Solution**:**  Plan ahead, before you are exhausted and hungry.  Make some healthy meals each week and freeze them.  You can also set up automatic delivery of fresh food that will not break the bank.  If you know that a great meal is waiting for you at home, the impulse to dine out will be less.  Try this for a month, track the savings, and start to see if it works.

Reduce Debt:

If you have successfully cut your spending, it is time to look at all of your expenses and find ways to decrease your overall outlay. Reducing debt cannot be done on a whim. Decreasing your deficit entails a systematic approach that will eventually increase savings that can be used to pay down your shortfall.

The best process for reducing your debt is to lay out all of your monthly payments and examine each bill.  Find out if you can get a better deal on debt.  Do you have an auto loan?  Different companies could offer a lower rate.  The same is true for home mortgages and even life insurance.


The latest gadgets and apps can help you reduce your debt. For instance, many people have disconnected their landline phones and opted for a smartphone only. And, with all the competition between mobile phone carriers, you will have no problem shopping around for the best price. Also, if you are tied to your computer screen for all of your news and entertainment, it may be time to downgrade or cancel your service altogether.

Another way to reduce debt is to buy in bulk and shop for sales. Why not stock up on items you use all of the time (and at a lower price)? You may also need to examine your entertainment budget. I’m not asking you to sit at home every night with nothing to do, but nightly outings to movies, ice skating, and coffee can impact your savings. Schedule a potluck dinner with friends and create a weekly game night.


You have probably heard it before, but you need to start investing for your future, Remember your New Year’s resolution to reduce some of your debt by following my advice above? Well, half of that savings should go to paying off debt, and the other half should go toward investing.

Investing should not be scary.  One of most common reasons for not investing is that there isn’t enough money. Here is my advice: Start now! You can invest with a small contribution each week. Make this your top New Year’s resolution.

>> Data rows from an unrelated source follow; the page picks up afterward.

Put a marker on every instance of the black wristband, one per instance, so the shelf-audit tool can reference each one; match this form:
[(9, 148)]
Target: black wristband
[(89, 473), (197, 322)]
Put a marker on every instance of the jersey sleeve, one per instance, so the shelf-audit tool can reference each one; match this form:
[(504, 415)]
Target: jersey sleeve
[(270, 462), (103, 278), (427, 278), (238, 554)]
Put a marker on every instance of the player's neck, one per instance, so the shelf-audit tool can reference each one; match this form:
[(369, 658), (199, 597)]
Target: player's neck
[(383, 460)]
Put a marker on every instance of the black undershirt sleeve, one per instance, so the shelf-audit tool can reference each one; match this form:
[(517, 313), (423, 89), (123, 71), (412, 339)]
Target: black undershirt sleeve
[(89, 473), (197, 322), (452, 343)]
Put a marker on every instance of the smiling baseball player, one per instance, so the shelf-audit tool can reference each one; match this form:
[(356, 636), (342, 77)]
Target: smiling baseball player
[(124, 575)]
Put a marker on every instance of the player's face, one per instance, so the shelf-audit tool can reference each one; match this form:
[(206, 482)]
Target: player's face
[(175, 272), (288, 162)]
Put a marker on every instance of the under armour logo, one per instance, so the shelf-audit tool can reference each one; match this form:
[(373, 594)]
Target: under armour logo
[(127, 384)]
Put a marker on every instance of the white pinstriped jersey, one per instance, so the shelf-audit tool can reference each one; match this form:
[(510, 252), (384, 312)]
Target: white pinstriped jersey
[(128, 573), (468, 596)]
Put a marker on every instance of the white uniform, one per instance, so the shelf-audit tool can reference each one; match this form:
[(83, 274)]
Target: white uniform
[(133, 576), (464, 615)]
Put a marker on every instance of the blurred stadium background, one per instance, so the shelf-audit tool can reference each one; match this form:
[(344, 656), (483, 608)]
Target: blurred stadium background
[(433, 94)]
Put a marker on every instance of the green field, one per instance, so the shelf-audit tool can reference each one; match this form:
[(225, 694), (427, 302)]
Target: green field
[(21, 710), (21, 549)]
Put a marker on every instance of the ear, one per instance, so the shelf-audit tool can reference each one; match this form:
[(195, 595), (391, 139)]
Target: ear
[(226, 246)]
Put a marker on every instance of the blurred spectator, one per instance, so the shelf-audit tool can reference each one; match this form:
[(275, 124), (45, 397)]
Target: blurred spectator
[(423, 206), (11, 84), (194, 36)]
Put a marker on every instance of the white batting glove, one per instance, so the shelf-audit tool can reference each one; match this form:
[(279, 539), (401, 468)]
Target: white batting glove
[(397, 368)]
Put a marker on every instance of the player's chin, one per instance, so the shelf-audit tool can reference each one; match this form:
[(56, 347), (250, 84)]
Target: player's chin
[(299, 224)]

You don’t have to be Warren Buffet to pick stocks.  You are a savvy consumer and you see the trends. For instance, if you bought $1,000 of Netflix stock 10 years ago, your investment would be worth $51,966 today. The best strategy is to diversify and not think that you will guess right.

Use your mobile device to open an investment account.  There are lots of investment apps.  For instance, I am an advisor to a company called DriveWealth.  I like them because they let you invest small amounts of money and also purchase fractional shares, which is a great way to facilitate a regular investing strategy.  Small dollar amounts invested may be the key to keeping this resolution.  Decide on a dollar amount you can invest each week or each month and stick to the number.